I panicked because I didn't have a five year plan. I panicked because it would be years before I was ready to settle down and start a family. I panicked because no matter how hard I tried, I never felt good enough. 

And Louis didn't help me. 

"They're so awful to me at work. They keep switching my classes and giving me shittier schedules," I complained, teary eyed, over the phone one afternoon after I had been demoted.

"Harry," Louis replied. "You need to man up and stop letting them push you around. You're being a pussy."

A pussy.

He called me a pussy. And it wasn't the first time either. 

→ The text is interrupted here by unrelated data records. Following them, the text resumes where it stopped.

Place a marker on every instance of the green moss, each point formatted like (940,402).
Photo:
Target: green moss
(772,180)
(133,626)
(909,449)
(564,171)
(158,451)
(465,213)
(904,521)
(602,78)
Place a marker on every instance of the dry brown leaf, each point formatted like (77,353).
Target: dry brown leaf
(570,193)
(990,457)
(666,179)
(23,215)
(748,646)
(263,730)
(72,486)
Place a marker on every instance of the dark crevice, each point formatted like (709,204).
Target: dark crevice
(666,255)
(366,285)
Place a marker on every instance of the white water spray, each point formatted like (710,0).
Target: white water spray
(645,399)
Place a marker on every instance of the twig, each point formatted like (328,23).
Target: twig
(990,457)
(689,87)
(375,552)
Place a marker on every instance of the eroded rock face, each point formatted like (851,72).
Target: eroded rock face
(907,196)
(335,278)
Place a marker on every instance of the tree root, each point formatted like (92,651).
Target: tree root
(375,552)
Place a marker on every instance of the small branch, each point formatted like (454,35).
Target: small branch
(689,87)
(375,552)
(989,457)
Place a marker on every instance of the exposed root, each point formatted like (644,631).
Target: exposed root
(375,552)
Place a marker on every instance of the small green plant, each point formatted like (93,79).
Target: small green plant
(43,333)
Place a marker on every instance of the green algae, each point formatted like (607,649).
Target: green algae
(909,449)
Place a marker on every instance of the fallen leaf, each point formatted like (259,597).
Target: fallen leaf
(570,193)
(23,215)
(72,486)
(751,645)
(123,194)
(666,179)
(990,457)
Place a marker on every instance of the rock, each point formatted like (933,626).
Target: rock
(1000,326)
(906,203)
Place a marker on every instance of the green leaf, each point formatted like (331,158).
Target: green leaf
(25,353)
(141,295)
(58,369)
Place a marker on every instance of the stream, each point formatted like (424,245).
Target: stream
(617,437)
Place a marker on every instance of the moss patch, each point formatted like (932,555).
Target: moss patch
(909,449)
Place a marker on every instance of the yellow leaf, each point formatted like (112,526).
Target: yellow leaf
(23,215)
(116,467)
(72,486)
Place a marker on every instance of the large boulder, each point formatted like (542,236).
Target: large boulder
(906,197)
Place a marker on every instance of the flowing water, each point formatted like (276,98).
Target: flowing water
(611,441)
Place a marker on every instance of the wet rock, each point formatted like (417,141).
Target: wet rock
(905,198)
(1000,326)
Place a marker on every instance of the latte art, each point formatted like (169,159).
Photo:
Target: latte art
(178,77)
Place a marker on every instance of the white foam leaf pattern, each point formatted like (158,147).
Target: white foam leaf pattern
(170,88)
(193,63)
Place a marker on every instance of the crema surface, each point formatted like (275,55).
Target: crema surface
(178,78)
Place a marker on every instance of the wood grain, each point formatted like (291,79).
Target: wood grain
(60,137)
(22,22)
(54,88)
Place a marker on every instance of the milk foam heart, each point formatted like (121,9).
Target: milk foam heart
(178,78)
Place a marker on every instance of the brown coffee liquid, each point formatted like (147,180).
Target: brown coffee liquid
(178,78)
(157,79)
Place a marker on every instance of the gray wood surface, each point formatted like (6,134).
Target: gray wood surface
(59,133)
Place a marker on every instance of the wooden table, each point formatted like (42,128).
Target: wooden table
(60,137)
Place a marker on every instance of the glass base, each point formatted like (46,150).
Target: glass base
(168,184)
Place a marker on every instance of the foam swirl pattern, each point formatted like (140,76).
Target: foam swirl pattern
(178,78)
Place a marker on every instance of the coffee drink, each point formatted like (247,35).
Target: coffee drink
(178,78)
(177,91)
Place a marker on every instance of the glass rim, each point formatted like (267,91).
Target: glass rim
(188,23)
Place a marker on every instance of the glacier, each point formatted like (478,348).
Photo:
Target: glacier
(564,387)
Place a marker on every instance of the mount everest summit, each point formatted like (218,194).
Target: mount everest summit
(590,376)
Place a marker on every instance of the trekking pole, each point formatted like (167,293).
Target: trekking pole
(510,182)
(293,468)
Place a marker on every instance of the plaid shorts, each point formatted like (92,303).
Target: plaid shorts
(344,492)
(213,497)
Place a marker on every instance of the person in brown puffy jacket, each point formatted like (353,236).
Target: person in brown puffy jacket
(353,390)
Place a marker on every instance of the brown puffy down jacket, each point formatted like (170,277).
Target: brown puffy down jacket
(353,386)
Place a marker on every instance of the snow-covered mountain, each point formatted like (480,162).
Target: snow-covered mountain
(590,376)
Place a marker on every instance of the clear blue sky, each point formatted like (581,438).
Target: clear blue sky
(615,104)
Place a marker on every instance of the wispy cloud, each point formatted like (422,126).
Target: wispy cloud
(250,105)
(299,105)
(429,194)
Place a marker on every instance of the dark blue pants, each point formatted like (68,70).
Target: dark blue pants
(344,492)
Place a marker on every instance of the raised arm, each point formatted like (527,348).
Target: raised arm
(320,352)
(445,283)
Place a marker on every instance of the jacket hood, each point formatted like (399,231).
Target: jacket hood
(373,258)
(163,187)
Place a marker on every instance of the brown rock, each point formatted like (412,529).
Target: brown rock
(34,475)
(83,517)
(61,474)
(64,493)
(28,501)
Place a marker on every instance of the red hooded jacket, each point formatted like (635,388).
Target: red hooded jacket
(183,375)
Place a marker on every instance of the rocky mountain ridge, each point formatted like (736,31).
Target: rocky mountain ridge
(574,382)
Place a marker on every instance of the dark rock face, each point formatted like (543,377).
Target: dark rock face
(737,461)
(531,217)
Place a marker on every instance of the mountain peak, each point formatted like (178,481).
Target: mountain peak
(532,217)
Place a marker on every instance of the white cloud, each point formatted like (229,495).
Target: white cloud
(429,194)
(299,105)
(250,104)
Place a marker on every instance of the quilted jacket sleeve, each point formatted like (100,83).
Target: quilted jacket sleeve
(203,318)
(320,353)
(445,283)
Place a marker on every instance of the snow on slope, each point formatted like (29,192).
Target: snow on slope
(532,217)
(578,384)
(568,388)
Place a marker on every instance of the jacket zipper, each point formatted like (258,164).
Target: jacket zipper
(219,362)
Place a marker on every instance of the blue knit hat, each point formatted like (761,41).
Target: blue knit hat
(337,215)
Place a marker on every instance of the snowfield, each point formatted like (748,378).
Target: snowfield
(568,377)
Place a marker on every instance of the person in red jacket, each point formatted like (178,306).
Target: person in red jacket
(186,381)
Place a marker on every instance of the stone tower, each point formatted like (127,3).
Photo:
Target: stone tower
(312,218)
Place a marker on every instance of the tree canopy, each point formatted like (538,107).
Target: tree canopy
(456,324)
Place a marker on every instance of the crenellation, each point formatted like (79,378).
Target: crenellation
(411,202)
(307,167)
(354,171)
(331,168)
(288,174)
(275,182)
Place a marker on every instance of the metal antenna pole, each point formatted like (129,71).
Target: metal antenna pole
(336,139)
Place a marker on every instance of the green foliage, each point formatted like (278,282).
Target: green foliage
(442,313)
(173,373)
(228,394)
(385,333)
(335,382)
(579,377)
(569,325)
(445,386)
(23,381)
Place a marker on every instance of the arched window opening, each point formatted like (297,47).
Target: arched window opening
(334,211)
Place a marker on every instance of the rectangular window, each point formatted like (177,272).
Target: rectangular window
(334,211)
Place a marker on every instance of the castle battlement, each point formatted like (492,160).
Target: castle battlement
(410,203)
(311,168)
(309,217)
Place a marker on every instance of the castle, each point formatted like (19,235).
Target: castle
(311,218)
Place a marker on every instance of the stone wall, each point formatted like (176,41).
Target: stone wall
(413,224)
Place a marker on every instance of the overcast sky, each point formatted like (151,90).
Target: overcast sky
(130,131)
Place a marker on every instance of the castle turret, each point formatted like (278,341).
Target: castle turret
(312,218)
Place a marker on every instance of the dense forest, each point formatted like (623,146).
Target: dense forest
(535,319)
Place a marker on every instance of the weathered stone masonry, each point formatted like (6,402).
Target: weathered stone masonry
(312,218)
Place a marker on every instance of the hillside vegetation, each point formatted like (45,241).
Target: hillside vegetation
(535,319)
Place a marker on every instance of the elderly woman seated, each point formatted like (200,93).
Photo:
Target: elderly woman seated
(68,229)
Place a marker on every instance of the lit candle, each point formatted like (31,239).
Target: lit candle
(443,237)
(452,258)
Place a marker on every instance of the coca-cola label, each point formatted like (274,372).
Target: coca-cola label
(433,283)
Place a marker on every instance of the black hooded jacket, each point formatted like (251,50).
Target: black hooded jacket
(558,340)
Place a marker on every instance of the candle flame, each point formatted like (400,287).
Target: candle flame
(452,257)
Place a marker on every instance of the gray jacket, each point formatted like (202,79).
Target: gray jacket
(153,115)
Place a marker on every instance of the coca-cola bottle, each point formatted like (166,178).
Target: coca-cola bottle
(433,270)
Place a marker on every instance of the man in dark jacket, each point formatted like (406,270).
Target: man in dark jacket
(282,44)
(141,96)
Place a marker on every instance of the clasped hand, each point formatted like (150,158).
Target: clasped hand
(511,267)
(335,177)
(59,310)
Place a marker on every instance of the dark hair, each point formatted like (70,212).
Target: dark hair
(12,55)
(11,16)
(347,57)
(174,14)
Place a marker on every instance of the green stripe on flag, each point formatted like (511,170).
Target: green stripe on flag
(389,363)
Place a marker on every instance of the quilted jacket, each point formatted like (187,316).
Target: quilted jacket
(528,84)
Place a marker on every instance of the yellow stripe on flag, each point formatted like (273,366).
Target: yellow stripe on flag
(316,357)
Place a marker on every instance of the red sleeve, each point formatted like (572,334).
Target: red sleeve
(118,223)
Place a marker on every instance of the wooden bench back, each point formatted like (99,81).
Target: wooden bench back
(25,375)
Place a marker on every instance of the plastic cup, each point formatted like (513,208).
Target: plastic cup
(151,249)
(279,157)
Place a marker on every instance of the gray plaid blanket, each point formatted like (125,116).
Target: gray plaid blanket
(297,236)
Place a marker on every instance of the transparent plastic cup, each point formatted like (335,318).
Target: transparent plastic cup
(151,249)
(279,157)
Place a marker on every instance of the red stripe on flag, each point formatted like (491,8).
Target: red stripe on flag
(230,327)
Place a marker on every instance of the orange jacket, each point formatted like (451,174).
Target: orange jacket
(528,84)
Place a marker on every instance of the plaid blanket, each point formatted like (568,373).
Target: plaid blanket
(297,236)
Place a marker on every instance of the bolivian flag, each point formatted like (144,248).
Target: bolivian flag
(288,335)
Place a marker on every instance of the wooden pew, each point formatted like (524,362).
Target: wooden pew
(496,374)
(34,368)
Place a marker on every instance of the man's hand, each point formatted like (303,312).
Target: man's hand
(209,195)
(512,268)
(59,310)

Throughout a lot of our relationship, I always chose to focus on the positives and push down the not so great things that happened between us. Like the time he lied to me and made me stay with his unwelcoming family. Or the night he screamed at me in the club in front of all his friends until I broke down crying. Or the morning he stormed out of my house in a rampage because I woke him up earlier than he wanted. Or the countless instances he chose to play videogames instead of going out to dinner with me - or slept in until the late afternoon rather than going on a date. 

In that moment, when Louis called me a pussy, something snapped. And everything I ever felt about him suddenly felt... less. I loved him less. I wanted to be with him less. I missed him less. 

I didn't know it then, but I was trying to distance myself from him. Because I didn't want to feel that kind of pain anymore. I was tired of it.

You're being a pussy.

I cried when he said it. I broke down in hysterics and told him it was cruel. 

"Sorry," Louis rebuked. "But I'm not going to lie to you when it's true."

My hands wrapped tightly around the phone and I stifled another sob. Was this really the man I had dated the past three years? Was this really the person I had dedicated so much of my life to?

Most of the time, Louis was loving and gentle and kind. I liked the way he held me, stroked my hair, told me I was beautiful. I liked his jokes and his laughs and his cute little dance moves. But there was always a side of him that was too stubborn to apologize. Too proud to be called wrong. That was the side that I couldn't stand. 

Weeks went by after my job demotion and the pussy comment still stayed with me. Eventually, I got into a falling out with Niall and some other friends from my new city. I kept talking to Louis, but he started making less and less time for me, his calls dropping from once a day to twice a week. He often slept all day and sent me sporadic, lovey-dovey text messages.